Marina Silva's soft liberalism
Marina's discourse against the polarization between the PT and PSDB parties, her chants against "old politics," and her self-projection above class conflicts are part of a repertoire whose sole objective is to rejuvenate the worn-out ideals of neoliberalism.
Grumbling against "old politics" and signaling to the various sectors that clash with the institutional system, both on the right and the left, the PSB candidate is preparing a strategy for the soft restoration of neoliberal paradigms, in which she promises to maintain the social policies of the last twelve years.
His program rests on a magic quartet of profound changes: independence of the Central Bank, deregulation of bank credit, interruption or reform of the profit-sharing regime for pre-salt exploration, and realignment with the United States.
The election campaign is gradually revealing the meaning of these policies, although Marina and her allies prefer to prohibit debate, in a frantic effort to keep the dispute only in its symbolic field, between the new and the old, between the saint and the manager.
The programmatic core it offers the country, however, leaves no doubt as to its class character and its doctrinaire nature. It is the broadest platform for the empowerment of financial capital since the 90s, guaranteeing it an institutional supremacy unthinkable even for the PSDB (Brazilian Social Democracy Party).
The Central Bank, transformed into a legally independent stronghold, would function as an enclave within the State, controlling monetary and exchange rate policy, as well as supervising and regulating the entire financial system.
Banks would be progressively freed from allocating specific loans at lower interest rates, as is currently the case, for example, with housing policy. In practice, these special lines of credit would be operated only by public banks, reducing their margins and weakening them as competitors.
BNDES would lose financing capacity, opening the market for private banks to occupy that space, with the possibility of attracting new international institutions to this windfall of interest rates and profits.
The attraction of foreign capital would be strengthened by the liberalization of the production-sharing regime, with Petrobras losing its right as the mandatory operator of all fields and the end of the local content policy, as already announced by the general coordinator of Marina's campaign, Walter Feldmann.
International policy would also shift, moving towards the White House's sphere of gravity, to align the Brazilian economy with global capitalist centers, conceiving Brazilian development as necessarily dependent on the productive and financial chain of large corporations.
These themes are openly present in Marina's program.

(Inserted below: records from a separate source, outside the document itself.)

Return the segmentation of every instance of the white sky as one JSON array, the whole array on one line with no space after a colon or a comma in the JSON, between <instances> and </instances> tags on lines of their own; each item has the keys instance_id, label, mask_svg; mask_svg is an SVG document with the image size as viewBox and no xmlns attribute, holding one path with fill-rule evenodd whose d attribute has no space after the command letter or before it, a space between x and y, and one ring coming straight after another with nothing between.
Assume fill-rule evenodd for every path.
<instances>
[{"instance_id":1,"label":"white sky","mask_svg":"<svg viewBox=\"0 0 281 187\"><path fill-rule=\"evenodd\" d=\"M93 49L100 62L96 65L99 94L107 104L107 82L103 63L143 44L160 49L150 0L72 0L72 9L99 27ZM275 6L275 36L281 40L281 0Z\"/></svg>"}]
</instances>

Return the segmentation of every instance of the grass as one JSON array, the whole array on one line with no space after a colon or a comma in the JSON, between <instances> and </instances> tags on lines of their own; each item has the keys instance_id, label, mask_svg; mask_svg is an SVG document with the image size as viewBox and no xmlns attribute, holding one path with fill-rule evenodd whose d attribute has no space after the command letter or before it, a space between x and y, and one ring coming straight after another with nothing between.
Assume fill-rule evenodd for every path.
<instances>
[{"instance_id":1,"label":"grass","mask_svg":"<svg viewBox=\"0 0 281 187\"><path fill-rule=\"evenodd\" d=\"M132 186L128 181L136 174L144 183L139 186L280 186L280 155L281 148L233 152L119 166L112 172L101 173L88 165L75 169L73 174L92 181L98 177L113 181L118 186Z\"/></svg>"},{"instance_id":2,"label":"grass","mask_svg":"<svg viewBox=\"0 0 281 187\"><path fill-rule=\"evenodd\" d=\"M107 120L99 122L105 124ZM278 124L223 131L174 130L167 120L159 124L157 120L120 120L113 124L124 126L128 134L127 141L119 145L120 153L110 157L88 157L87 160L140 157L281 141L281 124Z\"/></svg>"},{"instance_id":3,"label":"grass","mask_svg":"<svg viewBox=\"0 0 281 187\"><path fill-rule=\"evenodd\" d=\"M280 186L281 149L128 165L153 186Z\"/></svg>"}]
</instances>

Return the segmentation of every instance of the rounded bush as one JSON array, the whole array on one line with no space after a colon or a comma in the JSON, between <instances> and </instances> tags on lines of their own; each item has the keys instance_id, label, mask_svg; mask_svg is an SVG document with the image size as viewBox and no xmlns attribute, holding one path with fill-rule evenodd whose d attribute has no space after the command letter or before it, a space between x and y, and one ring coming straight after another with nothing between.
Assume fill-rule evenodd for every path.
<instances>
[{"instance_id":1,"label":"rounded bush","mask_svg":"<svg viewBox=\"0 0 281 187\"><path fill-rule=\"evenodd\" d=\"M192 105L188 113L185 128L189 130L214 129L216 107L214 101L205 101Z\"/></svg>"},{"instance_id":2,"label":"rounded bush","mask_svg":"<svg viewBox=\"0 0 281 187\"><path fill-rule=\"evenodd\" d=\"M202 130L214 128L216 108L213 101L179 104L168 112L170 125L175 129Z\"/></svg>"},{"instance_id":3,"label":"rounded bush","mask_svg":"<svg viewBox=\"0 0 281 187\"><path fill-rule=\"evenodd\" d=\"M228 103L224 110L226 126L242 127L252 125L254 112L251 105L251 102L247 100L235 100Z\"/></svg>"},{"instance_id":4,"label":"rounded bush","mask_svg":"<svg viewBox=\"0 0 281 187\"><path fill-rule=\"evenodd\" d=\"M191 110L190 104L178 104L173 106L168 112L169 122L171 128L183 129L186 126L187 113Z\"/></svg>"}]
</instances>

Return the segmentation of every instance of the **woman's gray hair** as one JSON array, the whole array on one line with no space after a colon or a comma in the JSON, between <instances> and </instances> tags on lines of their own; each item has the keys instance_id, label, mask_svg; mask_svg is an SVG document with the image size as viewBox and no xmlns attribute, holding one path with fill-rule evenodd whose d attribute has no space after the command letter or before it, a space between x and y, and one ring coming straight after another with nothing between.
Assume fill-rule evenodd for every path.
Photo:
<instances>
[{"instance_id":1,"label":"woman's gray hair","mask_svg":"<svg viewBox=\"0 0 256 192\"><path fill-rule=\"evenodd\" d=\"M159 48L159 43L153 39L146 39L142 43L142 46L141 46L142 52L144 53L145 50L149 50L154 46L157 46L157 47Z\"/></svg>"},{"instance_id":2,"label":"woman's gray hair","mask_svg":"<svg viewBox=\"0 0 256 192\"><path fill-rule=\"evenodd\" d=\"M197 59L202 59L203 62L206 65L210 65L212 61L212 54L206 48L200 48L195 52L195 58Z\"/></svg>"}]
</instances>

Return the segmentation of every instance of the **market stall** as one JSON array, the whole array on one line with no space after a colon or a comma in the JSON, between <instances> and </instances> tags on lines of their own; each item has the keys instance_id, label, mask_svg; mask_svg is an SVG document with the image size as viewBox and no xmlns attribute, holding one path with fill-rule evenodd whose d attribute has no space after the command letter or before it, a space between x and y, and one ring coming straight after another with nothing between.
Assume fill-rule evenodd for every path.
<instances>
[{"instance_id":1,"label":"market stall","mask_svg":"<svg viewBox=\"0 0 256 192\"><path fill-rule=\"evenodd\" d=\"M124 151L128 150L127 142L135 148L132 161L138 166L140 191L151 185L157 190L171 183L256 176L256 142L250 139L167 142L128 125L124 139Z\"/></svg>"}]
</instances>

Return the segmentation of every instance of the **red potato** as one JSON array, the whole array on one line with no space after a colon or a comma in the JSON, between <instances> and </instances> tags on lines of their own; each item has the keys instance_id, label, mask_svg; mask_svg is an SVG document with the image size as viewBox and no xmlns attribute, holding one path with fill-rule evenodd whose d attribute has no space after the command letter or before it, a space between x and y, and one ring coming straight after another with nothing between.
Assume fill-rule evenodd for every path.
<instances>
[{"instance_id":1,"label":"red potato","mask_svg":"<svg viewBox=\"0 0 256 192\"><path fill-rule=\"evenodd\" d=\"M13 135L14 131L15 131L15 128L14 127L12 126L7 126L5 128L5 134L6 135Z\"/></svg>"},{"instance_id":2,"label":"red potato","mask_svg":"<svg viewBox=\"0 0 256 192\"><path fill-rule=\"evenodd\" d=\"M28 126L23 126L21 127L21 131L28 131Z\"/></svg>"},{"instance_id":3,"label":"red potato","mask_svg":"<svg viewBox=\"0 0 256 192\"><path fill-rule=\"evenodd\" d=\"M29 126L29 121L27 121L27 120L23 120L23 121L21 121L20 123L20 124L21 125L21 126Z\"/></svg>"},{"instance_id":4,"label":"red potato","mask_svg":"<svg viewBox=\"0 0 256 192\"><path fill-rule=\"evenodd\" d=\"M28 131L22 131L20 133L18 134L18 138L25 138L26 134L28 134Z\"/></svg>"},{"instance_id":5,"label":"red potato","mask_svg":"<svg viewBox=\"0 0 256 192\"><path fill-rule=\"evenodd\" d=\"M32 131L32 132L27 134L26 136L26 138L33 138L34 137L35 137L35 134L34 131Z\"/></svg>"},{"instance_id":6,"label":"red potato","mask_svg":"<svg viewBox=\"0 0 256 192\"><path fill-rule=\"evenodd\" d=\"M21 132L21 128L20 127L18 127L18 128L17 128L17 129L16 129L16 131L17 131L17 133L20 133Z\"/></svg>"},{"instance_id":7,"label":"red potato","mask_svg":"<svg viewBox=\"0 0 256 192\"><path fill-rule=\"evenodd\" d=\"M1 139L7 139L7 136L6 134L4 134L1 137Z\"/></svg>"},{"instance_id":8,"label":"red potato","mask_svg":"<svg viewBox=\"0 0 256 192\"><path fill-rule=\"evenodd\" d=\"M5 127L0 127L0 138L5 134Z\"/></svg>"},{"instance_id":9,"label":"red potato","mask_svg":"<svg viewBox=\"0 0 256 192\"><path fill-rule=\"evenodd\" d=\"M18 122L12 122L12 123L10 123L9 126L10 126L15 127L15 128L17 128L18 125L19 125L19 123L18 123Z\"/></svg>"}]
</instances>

In the same way that the bourgeoisie sought in Fernando Henrique Cardoso, twenty years ago, the name that could rebuild its political hegemony, the maneuver now uses the former senator and former minister from the Workers' Party as an instrument, in the face of the decline of the PSDB (Brazilian Social Democracy Party).
Marina's discourse against the polarization between the PT and PSDB parties, her chants against "old politics," and her self-projection above class conflicts are part of a repertoire whose sole objective is to rejuvenate the worn-out ideals of neoliberalism and the social groups that defend them.
* This is an opinion article, the responsibility of the author, and does not reflect the opinion of Brasil 247.